Traditionnellement le législateur tente toujours d’éviter que des entreprises en difficulté perturbent l’ordre publique.   Dès lors, celui qui se trouve en état de faillite, a intérêt à déclarer sa faillite à temps.  Si non, l’on devient punissable sur base de l’art.  489bis, 4° CP.

Dans un arrêt récent du 27 octobre 2020 (P.20.0622.N) la Cour de Cassation a jugé que le failli potentiel doit évaluer son état de faillite de manière sérieuse s’il veut rester à l’abri de poursuites pénales selon l’art. 489bis, 4° CP.

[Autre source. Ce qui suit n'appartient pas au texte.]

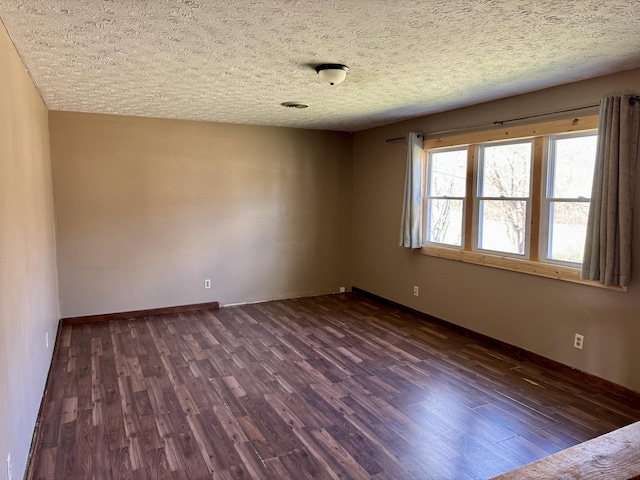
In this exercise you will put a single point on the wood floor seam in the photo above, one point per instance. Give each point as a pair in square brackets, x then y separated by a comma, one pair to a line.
[331, 387]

L’infraction d’omission de faire l’aveu de la faillite telle que prévu à l’article susmentionné, exige que quatre éléments constitutifs soient remplis :

  • Un dirigeant de droit ou de fait d’une société commerciale (art. 489bis, lid 1 CP. juncto 489 CP.);
  • Le dol spécial de retarder la déclaration de faillite (élément moral) ;
  • L’état de faillite ;
  • L’omission de faire l’aveu de cet état endéans le délai d’un mois (second élément matériel – cf. art. XX.102 du Code de droit économique (avant le 1er mai 2018: art. 9 Loi sur les faillites).

L’arrêt de Cassation que nous commentons dans le présent article concernait le troisième élément, l’état de faillite. Selon l’article XX.99 du Code de droit économique un débiteur est en état de faillite quand il a cessé ses paiements de manière persistante et (!) quand son crédit se trouve ébranlé.

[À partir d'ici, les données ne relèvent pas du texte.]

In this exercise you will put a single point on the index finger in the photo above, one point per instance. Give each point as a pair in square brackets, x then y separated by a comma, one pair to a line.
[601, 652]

Cette double condition (cessation de paiement et ébranlement de crédit) était remplie selon les juges d’appel de la Cour d’Appel de Bruxelles (constatation souveraine) le 6 avril 2012.   À ce moment le demandeur en Cassation (ci-après : “demandeur”) avait accumulé une dette en matière de TVA et d’impôt sur les sociétés qui – selon l’arrêt – comprenait une cessation de paiement et un crédit ébranlé.

Le fait que ces dettes d’impôt étaient selon les juges d’appel contestées par le demandeur contre tout bon jugement, et qu’un jugement final par rapport à cette contestation n’a été rendu qu’en 2015, n’empêchait pas selon eux, que l’état réel des dettes accumulées (et donc de la faillite) existait déjà en 2012,

La Cour de Cassation a jugé que les juges d’appel avaient ainsi justifié de droit leur décision en matière d’état de faillite.  La Cour a décidé que le juge pénal peut, lors du jugement de l’état de faillite, également tenir compte d’une dette fiscale qui fait l’objet de contestation, mais dont il estime que la contestation n’est pas sérieuse.   Ce que signifie exactement cette formulation ‘contestation non-sérieuse’, n’est pas tout à fait clair mais appartient à la constatation souveraine des faits par le juge du fond.

Quoi qu’il en soit, nous retenons que la simple contestation d’une dette n’empêche pas toujours qu’en cas de cessation de paiement et de crédit ébranlé, qu’il faut déclarer la faillite à temps. En cas de contestation non-sérieuse, la Cour de Cassation estime que c’est « trop peu trop tard », ainsi une poursuite et une condamnation sur base de l’art. 489bis, 4° CP deviennent possible.